I have one more week to complete my January plan to finish it or forget it. I need to make a good push the next couple of evenings. I need to make sure I haven’t missed anything that I wanted to get resolved. It is unlikely I will get everything done as intended.
Those big frames are still causing a roadblock. I haven’t done the project I planned. It was actually about the third plan for one of three. I like the idea of the project. But, I don’t want that hanging on my wall. What was I thinking? Back to square one.
If I do what I promised myself, the frames have to leave on February 1. This late in the evening with the week I have had, I don’t know what the outcome will be regarding this matter.
Monday, I went in to the 9-5 in tears. We have an upcoming audit and I was certain a critical portion of documentation was missing. He knew of my dilemma and prayed all morning for me. That afternoon, I found the documentation in my file right where I would have looked had I not been so certain I didn’t have it. Not only was the paperwork there, it was complete. That is the power of a praying man. That is the mercy of a loving Father.
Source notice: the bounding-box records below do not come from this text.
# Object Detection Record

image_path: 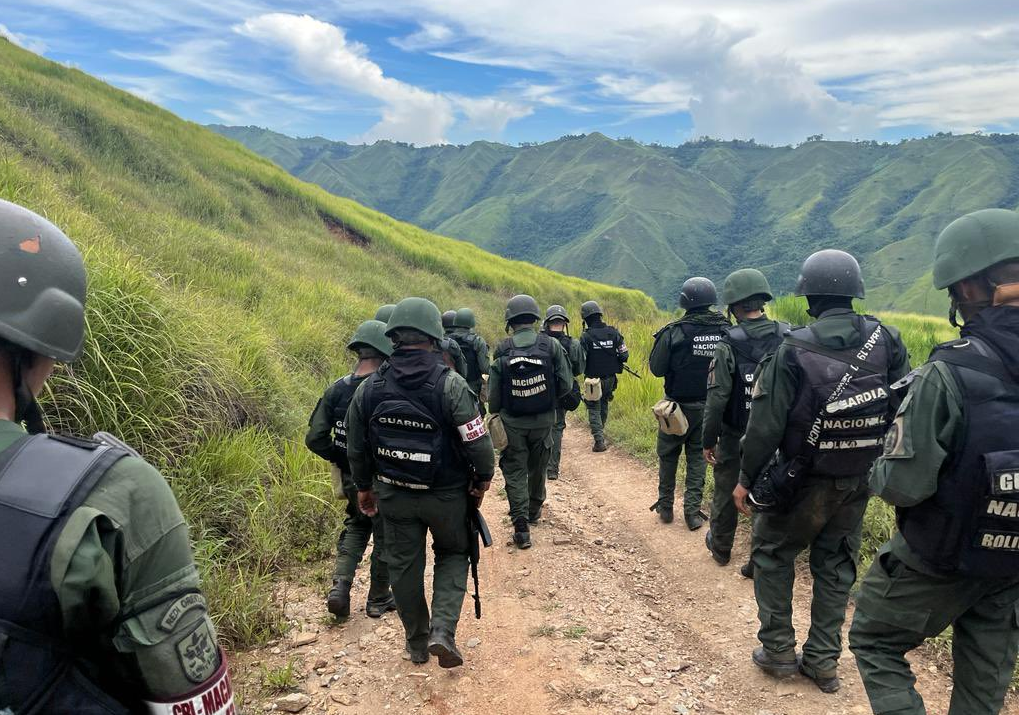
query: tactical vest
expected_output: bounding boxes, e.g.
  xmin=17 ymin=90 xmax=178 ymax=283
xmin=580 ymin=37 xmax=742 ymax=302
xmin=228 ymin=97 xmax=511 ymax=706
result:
xmin=329 ymin=375 xmax=365 ymax=475
xmin=782 ymin=316 xmax=892 ymax=478
xmin=449 ymin=333 xmax=481 ymax=385
xmin=665 ymin=321 xmax=728 ymax=402
xmin=499 ymin=333 xmax=557 ymax=417
xmin=363 ymin=362 xmax=467 ymax=490
xmin=721 ymin=322 xmax=789 ymax=434
xmin=0 ymin=435 xmax=129 ymax=715
xmin=584 ymin=325 xmax=623 ymax=378
xmin=889 ymin=338 xmax=1019 ymax=578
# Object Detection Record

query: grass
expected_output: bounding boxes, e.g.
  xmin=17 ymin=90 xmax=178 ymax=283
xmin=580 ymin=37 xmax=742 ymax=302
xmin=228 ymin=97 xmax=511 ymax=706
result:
xmin=0 ymin=42 xmax=653 ymax=648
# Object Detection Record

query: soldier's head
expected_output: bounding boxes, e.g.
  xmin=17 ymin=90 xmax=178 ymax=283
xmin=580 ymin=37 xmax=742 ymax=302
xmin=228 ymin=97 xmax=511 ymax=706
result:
xmin=795 ymin=249 xmax=864 ymax=318
xmin=505 ymin=294 xmax=541 ymax=332
xmin=721 ymin=268 xmax=772 ymax=320
xmin=544 ymin=305 xmax=570 ymax=333
xmin=680 ymin=276 xmax=718 ymax=313
xmin=385 ymin=297 xmax=443 ymax=350
xmin=0 ymin=201 xmax=86 ymax=431
xmin=933 ymin=209 xmax=1019 ymax=325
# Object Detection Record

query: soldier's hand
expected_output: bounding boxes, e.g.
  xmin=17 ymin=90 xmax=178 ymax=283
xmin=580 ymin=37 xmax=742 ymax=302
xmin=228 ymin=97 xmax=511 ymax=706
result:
xmin=358 ymin=489 xmax=379 ymax=516
xmin=733 ymin=484 xmax=750 ymax=516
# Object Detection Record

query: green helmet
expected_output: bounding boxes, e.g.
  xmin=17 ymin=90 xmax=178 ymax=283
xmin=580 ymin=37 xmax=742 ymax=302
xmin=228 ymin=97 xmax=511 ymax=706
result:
xmin=721 ymin=268 xmax=773 ymax=306
xmin=580 ymin=300 xmax=601 ymax=320
xmin=934 ymin=209 xmax=1019 ymax=289
xmin=452 ymin=308 xmax=477 ymax=330
xmin=385 ymin=297 xmax=442 ymax=340
xmin=375 ymin=303 xmax=396 ymax=323
xmin=346 ymin=320 xmax=392 ymax=358
xmin=0 ymin=201 xmax=86 ymax=363
xmin=505 ymin=294 xmax=541 ymax=323
xmin=795 ymin=249 xmax=863 ymax=298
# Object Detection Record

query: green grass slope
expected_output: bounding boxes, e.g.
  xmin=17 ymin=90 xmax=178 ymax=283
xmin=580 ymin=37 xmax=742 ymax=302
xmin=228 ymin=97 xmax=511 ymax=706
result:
xmin=214 ymin=126 xmax=1019 ymax=312
xmin=0 ymin=42 xmax=654 ymax=646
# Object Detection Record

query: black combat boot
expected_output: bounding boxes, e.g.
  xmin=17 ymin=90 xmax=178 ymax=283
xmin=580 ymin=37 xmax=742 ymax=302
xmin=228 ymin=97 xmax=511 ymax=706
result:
xmin=428 ymin=628 xmax=464 ymax=668
xmin=326 ymin=580 xmax=351 ymax=619
xmin=513 ymin=518 xmax=531 ymax=549
xmin=365 ymin=589 xmax=396 ymax=618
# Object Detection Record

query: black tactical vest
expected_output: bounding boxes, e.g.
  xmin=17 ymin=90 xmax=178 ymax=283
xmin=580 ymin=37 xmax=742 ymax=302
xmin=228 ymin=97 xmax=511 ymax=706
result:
xmin=782 ymin=316 xmax=892 ymax=478
xmin=329 ymin=375 xmax=367 ymax=475
xmin=584 ymin=325 xmax=623 ymax=378
xmin=364 ymin=362 xmax=467 ymax=490
xmin=0 ymin=435 xmax=129 ymax=715
xmin=904 ymin=338 xmax=1019 ymax=578
xmin=721 ymin=323 xmax=789 ymax=434
xmin=499 ymin=333 xmax=557 ymax=417
xmin=665 ymin=321 xmax=727 ymax=402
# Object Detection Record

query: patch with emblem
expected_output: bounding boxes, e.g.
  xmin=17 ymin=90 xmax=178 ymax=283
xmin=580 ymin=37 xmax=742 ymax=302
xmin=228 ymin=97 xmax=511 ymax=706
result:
xmin=177 ymin=619 xmax=218 ymax=682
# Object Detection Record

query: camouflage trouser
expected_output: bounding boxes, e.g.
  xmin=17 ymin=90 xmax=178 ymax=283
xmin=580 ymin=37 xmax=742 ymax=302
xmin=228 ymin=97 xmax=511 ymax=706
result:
xmin=332 ymin=466 xmax=389 ymax=601
xmin=849 ymin=544 xmax=1019 ymax=715
xmin=752 ymin=476 xmax=869 ymax=676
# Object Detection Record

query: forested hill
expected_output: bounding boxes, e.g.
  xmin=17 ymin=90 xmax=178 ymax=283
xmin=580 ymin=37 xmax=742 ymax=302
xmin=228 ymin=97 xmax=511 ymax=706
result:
xmin=213 ymin=126 xmax=1019 ymax=312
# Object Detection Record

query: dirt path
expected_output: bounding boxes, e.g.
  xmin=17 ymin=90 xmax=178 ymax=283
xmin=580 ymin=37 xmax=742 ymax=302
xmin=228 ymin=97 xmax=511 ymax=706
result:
xmin=233 ymin=426 xmax=1019 ymax=715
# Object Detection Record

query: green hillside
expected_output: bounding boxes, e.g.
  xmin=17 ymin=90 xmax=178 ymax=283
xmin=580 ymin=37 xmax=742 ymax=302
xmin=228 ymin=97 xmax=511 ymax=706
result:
xmin=0 ymin=42 xmax=654 ymax=646
xmin=213 ymin=126 xmax=1019 ymax=313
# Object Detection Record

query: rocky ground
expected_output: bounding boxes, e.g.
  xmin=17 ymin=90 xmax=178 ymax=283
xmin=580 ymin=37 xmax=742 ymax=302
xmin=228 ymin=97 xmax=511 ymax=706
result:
xmin=233 ymin=427 xmax=1019 ymax=715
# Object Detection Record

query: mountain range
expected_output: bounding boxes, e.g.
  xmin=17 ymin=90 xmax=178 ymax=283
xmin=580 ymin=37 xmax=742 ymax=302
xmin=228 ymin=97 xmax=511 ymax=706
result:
xmin=211 ymin=125 xmax=1019 ymax=312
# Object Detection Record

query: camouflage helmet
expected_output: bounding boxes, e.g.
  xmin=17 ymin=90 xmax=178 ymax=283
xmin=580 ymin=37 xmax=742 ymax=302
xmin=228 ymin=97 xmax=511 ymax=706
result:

This evening, while riding home from church, I told him he has a red phone directly to Him. It’s one of those that doesn’t even have a dial. He just picks up and it rings in Heaven and He answers. He told me I have the same. I told him no. I have to dial my phone. Someday, perhaps I will have faith as large as his. Meanwhile, I am very grateful and blessed because of his direct red phone connection to Him.
I should have read “Lessons” Monday, before I left for the 9-5. I arrived to find my office floor partially flooded. A co-worker had moved some things from the floor to my desk top to protect them from damage. I appreciate her effort. The mess still left me with a negative attitude. I had that emotional reaction I wrote about avoiding last week.
That is the way all three of my work days have gone. I did have a few good things after work. My front flower bed got some attention. I found a good container and decorations for our candy bowl donations at the 9-5. Guesses of how many pieces of candy are sold to raise money for local charity. One of many projects my workplace does to help our community. I stopped by our newly opened dollar store and loaded a gift bag of goodies for my soon-to-be six year old great niece. Or is it grandniece?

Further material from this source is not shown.